Logistic Regression Example with MLlib and Spark ML

Start up Spark

Spark ML

Read training and test data. In this case test data is labeled as well (we will generate our label based on the arrdelay field)


In [ ]:
training = sqlContext.read.parquet("s3://zoltanctoth-flights/training.parquet")
test = sqlContext.read.parquet("s3://zoltanctoth-flights/training.parquet")

test.printSchema()

In [ ]:
test.first()

In [ ]:
training.cache()
test.cache()

Generate label column for the training data


In [ ]:
from pyspark.sql.types import DoubleType
from pyspark.sql.functions import udf

is_late = udf(lambda delay: 1.0 if delay > 0 else 0.0, DoubleType())
training = training.withColumn("is_late",is_late(training.arrdelay))

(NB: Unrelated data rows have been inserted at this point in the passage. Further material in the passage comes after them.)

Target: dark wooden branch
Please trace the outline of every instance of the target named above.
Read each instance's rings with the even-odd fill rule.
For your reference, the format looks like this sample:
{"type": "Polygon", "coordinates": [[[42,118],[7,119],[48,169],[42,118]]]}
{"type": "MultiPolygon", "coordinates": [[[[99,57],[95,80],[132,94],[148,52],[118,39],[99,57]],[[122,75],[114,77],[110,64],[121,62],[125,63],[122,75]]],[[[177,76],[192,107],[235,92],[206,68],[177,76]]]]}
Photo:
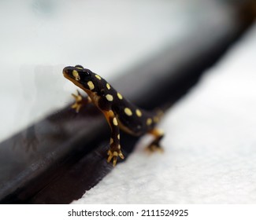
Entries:
{"type": "MultiPolygon", "coordinates": [[[[202,23],[203,31],[191,30],[184,41],[110,82],[144,108],[171,106],[250,24],[239,11],[229,5],[222,12],[228,15],[223,22],[215,24],[213,17],[202,23]]],[[[80,198],[113,169],[106,163],[109,136],[106,122],[94,106],[76,114],[69,105],[2,142],[1,203],[68,204],[80,198]]],[[[121,137],[127,158],[138,138],[121,137]]]]}

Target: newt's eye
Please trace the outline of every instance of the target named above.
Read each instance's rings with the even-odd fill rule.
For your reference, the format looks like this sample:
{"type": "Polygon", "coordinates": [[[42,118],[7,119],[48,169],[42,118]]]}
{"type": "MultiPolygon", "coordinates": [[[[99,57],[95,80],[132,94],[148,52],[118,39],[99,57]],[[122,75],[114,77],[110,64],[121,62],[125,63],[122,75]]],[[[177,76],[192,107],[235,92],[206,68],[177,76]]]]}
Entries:
{"type": "Polygon", "coordinates": [[[74,69],[72,74],[76,81],[80,80],[80,76],[79,75],[79,73],[76,70],[74,69]]]}

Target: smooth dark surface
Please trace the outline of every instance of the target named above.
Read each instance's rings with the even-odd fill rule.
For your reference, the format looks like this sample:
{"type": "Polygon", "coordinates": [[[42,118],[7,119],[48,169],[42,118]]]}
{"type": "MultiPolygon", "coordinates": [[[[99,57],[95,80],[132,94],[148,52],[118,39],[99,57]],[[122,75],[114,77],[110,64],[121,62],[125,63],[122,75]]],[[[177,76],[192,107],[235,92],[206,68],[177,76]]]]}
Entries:
{"type": "MultiPolygon", "coordinates": [[[[110,83],[140,107],[167,108],[250,24],[243,23],[237,5],[228,5],[223,22],[210,19],[202,31],[191,30],[180,42],[110,83]]],[[[79,199],[113,169],[106,163],[109,137],[106,122],[94,106],[79,114],[67,106],[2,142],[1,203],[68,204],[79,199]]],[[[121,137],[127,158],[138,138],[121,137]]]]}

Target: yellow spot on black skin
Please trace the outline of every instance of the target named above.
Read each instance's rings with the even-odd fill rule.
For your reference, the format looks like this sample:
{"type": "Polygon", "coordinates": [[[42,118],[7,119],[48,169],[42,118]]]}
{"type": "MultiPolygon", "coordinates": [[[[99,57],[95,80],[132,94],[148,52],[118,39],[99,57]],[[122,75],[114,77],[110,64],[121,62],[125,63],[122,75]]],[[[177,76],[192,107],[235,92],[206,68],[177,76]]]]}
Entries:
{"type": "Polygon", "coordinates": [[[117,123],[117,118],[116,118],[116,117],[114,117],[114,118],[113,119],[113,124],[114,126],[117,126],[117,125],[118,125],[118,123],[117,123]]]}
{"type": "Polygon", "coordinates": [[[79,73],[78,73],[78,72],[76,70],[74,69],[72,71],[72,74],[73,75],[73,76],[75,77],[75,79],[76,81],[80,80],[80,76],[79,75],[79,73]]]}
{"type": "Polygon", "coordinates": [[[143,113],[141,113],[139,109],[136,109],[136,115],[137,115],[138,117],[141,117],[143,113]]]}
{"type": "MultiPolygon", "coordinates": [[[[79,108],[81,104],[84,104],[86,103],[93,102],[96,106],[102,110],[103,114],[105,115],[105,117],[106,120],[108,121],[109,125],[110,126],[112,134],[111,134],[111,138],[109,140],[110,143],[110,148],[108,151],[108,162],[111,162],[113,166],[116,165],[118,157],[121,159],[124,159],[124,156],[121,152],[121,145],[120,145],[120,134],[119,134],[119,129],[123,130],[124,132],[127,132],[128,134],[133,134],[133,135],[143,135],[143,134],[149,133],[153,134],[154,136],[155,139],[152,141],[152,143],[150,145],[150,149],[160,149],[159,146],[159,141],[163,137],[163,133],[158,129],[154,128],[153,125],[154,123],[158,123],[160,120],[160,116],[162,115],[162,112],[155,113],[153,114],[147,114],[148,117],[146,117],[144,116],[143,111],[141,111],[139,108],[135,108],[132,107],[133,105],[130,105],[129,103],[125,101],[125,99],[123,98],[123,96],[120,94],[115,91],[113,88],[111,87],[111,86],[106,82],[103,79],[99,76],[98,75],[92,74],[90,75],[90,72],[87,72],[88,76],[91,77],[91,81],[90,80],[90,78],[86,78],[83,81],[83,78],[80,78],[80,70],[83,70],[83,68],[80,66],[76,66],[76,67],[69,67],[65,68],[63,70],[63,74],[65,78],[72,81],[75,85],[80,87],[82,90],[83,90],[85,92],[87,93],[89,97],[92,99],[91,100],[88,98],[85,101],[82,96],[76,96],[76,104],[73,104],[72,108],[76,110],[76,112],[79,111],[79,108]],[[70,75],[71,73],[71,75],[70,75]],[[99,82],[99,80],[102,80],[99,82]],[[87,83],[84,86],[84,83],[87,83]],[[94,84],[96,83],[96,84],[94,84]],[[104,93],[102,93],[101,90],[97,90],[98,86],[96,86],[99,84],[99,89],[102,90],[102,86],[104,90],[104,93]],[[104,84],[105,85],[104,85],[104,84]],[[101,108],[101,105],[98,104],[98,100],[100,98],[105,98],[105,101],[113,101],[112,103],[106,103],[106,104],[108,104],[109,106],[109,109],[108,111],[104,110],[103,108],[101,108]],[[118,99],[118,101],[115,101],[115,99],[118,99]],[[123,101],[124,100],[124,101],[123,101]],[[123,108],[115,108],[114,104],[121,104],[121,106],[124,106],[123,108]],[[122,105],[124,104],[124,105],[122,105]],[[113,112],[113,110],[117,110],[117,112],[113,112]],[[118,109],[119,112],[118,112],[118,109]],[[134,110],[133,110],[134,109],[134,110]],[[131,117],[125,117],[126,116],[131,116],[131,117]],[[146,119],[145,119],[146,117],[146,119]],[[118,119],[118,120],[117,120],[118,119]],[[137,120],[138,123],[144,123],[146,126],[142,126],[140,127],[135,126],[133,127],[133,126],[136,126],[136,123],[134,124],[132,122],[129,123],[129,119],[132,120],[137,120]],[[128,120],[127,123],[124,123],[125,120],[128,120]],[[137,133],[138,132],[138,133],[137,133]]],[[[84,72],[86,72],[87,69],[84,69],[84,72]]]]}
{"type": "Polygon", "coordinates": [[[100,77],[98,75],[95,75],[95,77],[98,79],[98,80],[101,80],[102,79],[102,77],[100,77]]]}
{"type": "Polygon", "coordinates": [[[107,95],[106,95],[106,100],[109,101],[112,101],[113,100],[113,96],[110,95],[110,94],[107,94],[107,95]]]}
{"type": "Polygon", "coordinates": [[[123,99],[123,97],[120,93],[117,93],[117,97],[120,100],[123,99]]]}
{"type": "Polygon", "coordinates": [[[132,116],[132,112],[129,108],[124,108],[124,113],[128,116],[132,116]]]}
{"type": "Polygon", "coordinates": [[[150,118],[148,118],[147,119],[147,123],[147,123],[147,126],[150,126],[152,123],[152,119],[150,118]]]}
{"type": "Polygon", "coordinates": [[[90,89],[91,90],[92,90],[95,88],[95,85],[94,85],[94,83],[93,83],[91,81],[88,81],[88,82],[87,82],[87,85],[88,85],[89,89],[90,89]]]}

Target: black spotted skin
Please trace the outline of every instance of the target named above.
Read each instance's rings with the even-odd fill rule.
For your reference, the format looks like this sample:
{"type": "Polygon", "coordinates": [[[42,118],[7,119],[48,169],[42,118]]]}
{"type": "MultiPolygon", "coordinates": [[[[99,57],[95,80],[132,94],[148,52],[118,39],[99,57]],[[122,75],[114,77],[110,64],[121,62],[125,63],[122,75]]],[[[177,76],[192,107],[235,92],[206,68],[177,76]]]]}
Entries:
{"type": "Polygon", "coordinates": [[[155,128],[159,121],[159,112],[147,112],[135,106],[103,78],[80,65],[65,68],[63,75],[88,95],[83,97],[80,94],[73,94],[76,103],[72,108],[78,112],[83,104],[92,102],[104,114],[111,129],[108,162],[113,160],[113,165],[115,166],[118,156],[124,159],[120,145],[119,129],[135,136],[151,134],[155,139],[150,145],[149,149],[161,149],[159,141],[163,133],[155,128]]]}

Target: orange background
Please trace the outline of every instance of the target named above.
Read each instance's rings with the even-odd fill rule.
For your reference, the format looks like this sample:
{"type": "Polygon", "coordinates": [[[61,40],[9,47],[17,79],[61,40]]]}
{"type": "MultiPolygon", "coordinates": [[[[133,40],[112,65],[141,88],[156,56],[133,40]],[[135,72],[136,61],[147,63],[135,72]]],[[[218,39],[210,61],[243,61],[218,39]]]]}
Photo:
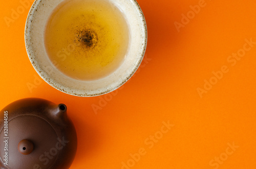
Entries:
{"type": "Polygon", "coordinates": [[[147,59],[121,89],[79,98],[39,78],[24,42],[30,7],[8,27],[4,17],[21,4],[1,1],[0,109],[30,97],[66,104],[78,138],[71,168],[121,168],[122,162],[130,168],[256,168],[256,45],[235,65],[227,60],[245,39],[256,42],[256,2],[205,0],[179,33],[175,22],[199,1],[138,2],[148,27],[147,59]],[[201,98],[198,88],[225,65],[229,71],[201,98]],[[174,126],[161,135],[163,122],[174,126]],[[235,151],[228,148],[233,143],[235,151]],[[143,149],[138,162],[131,160],[143,149]]]}

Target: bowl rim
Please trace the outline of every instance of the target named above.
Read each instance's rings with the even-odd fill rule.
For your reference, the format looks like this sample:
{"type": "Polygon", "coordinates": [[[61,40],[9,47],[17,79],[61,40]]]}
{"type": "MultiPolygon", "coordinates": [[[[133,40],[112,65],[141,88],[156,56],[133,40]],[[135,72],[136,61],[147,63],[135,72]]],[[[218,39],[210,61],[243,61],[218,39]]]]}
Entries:
{"type": "MultiPolygon", "coordinates": [[[[125,77],[124,80],[123,80],[122,81],[119,81],[118,83],[118,85],[116,85],[114,87],[113,87],[111,89],[107,89],[106,87],[106,90],[105,90],[103,92],[102,92],[101,91],[97,91],[96,90],[95,90],[93,91],[94,93],[92,94],[87,93],[86,92],[83,92],[82,94],[78,93],[77,92],[75,92],[75,90],[76,90],[76,89],[72,89],[73,90],[72,90],[72,92],[70,92],[70,91],[71,90],[70,90],[70,89],[69,89],[70,90],[65,90],[63,88],[67,87],[67,86],[61,85],[59,83],[58,83],[57,81],[55,81],[55,83],[52,83],[52,82],[50,81],[49,78],[48,78],[47,77],[45,77],[45,76],[42,75],[41,71],[39,71],[39,70],[38,70],[38,68],[37,67],[37,64],[36,63],[36,62],[35,62],[36,60],[34,59],[34,57],[33,57],[33,56],[31,56],[31,52],[30,52],[30,51],[33,51],[33,50],[31,49],[31,48],[30,47],[30,46],[31,46],[31,42],[29,40],[30,34],[29,33],[28,30],[31,29],[31,25],[30,25],[29,23],[32,20],[32,17],[33,17],[33,14],[36,11],[37,6],[39,4],[39,3],[41,3],[44,1],[45,0],[35,0],[29,12],[25,25],[25,45],[26,45],[26,51],[29,60],[31,64],[32,64],[34,69],[37,72],[37,73],[46,82],[47,82],[48,84],[53,87],[55,89],[65,93],[69,94],[72,95],[78,96],[81,97],[90,97],[90,96],[96,96],[101,95],[103,94],[110,93],[112,91],[116,90],[117,89],[122,86],[123,84],[124,84],[124,83],[125,83],[134,75],[137,70],[138,69],[139,67],[140,66],[143,59],[144,56],[145,54],[145,51],[147,43],[147,28],[146,20],[143,13],[141,10],[141,8],[140,8],[139,4],[136,1],[136,0],[129,0],[129,1],[131,2],[131,3],[134,5],[134,6],[137,8],[137,9],[139,10],[140,14],[140,18],[141,19],[141,21],[140,21],[140,23],[141,23],[141,24],[143,25],[143,28],[144,31],[144,35],[143,35],[143,42],[142,43],[142,46],[141,46],[142,52],[141,53],[140,59],[138,60],[138,63],[136,65],[135,65],[135,68],[134,69],[133,71],[131,74],[130,74],[129,76],[125,77]],[[60,88],[60,87],[61,87],[62,88],[60,88]]],[[[124,0],[124,1],[127,1],[127,0],[124,0]]],[[[59,3],[59,4],[60,3],[59,3]]]]}

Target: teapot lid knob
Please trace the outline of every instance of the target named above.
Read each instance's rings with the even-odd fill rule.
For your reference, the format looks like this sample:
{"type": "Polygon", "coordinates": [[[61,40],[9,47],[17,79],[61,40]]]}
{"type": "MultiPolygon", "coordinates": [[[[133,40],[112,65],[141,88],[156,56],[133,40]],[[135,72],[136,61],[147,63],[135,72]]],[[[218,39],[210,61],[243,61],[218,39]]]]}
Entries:
{"type": "Polygon", "coordinates": [[[20,141],[18,144],[18,150],[19,153],[23,155],[28,155],[34,150],[34,144],[29,140],[24,139],[20,141]]]}

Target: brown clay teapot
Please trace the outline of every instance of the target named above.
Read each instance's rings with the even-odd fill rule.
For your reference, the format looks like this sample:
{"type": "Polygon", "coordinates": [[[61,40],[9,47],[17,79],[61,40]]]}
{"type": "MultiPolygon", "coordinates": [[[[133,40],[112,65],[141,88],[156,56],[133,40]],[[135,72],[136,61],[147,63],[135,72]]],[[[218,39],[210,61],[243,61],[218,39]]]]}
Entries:
{"type": "Polygon", "coordinates": [[[36,98],[0,112],[0,168],[69,168],[77,147],[67,107],[36,98]]]}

Create and fit Spark ML model


In [ ]:
from pyspark.ml.classification import LogisticRegression
from pyspark.ml.feature import VectorAssembler
from pyspark.ml import Pipeline

# Create feature vectors. Ignore arr_delay and it's derivate, is_late
feature_assembler = VectorAssembler(
    inputCols=[x for x in training.columns if x not in ["is_late","arrdelay"]],
    outputCol="features")

reg = LogisticRegression().setParams(
    maxIter = 100,
    labelCol="is_late",
    predictionCol="prediction")

model = Pipeline(stages=[feature_assembler, reg]).fit(training)

Predict whether the aircraft will be late


In [ ]:
predicted = model.transform(test)

In [ ]:
predicted.take(1)

Check model performance


In [ ]:
predicted = predicted.withColumn("is_late",is_late(predicted.arrdelay))
predicted.crosstab("is_late","prediction").show()

In [ ]: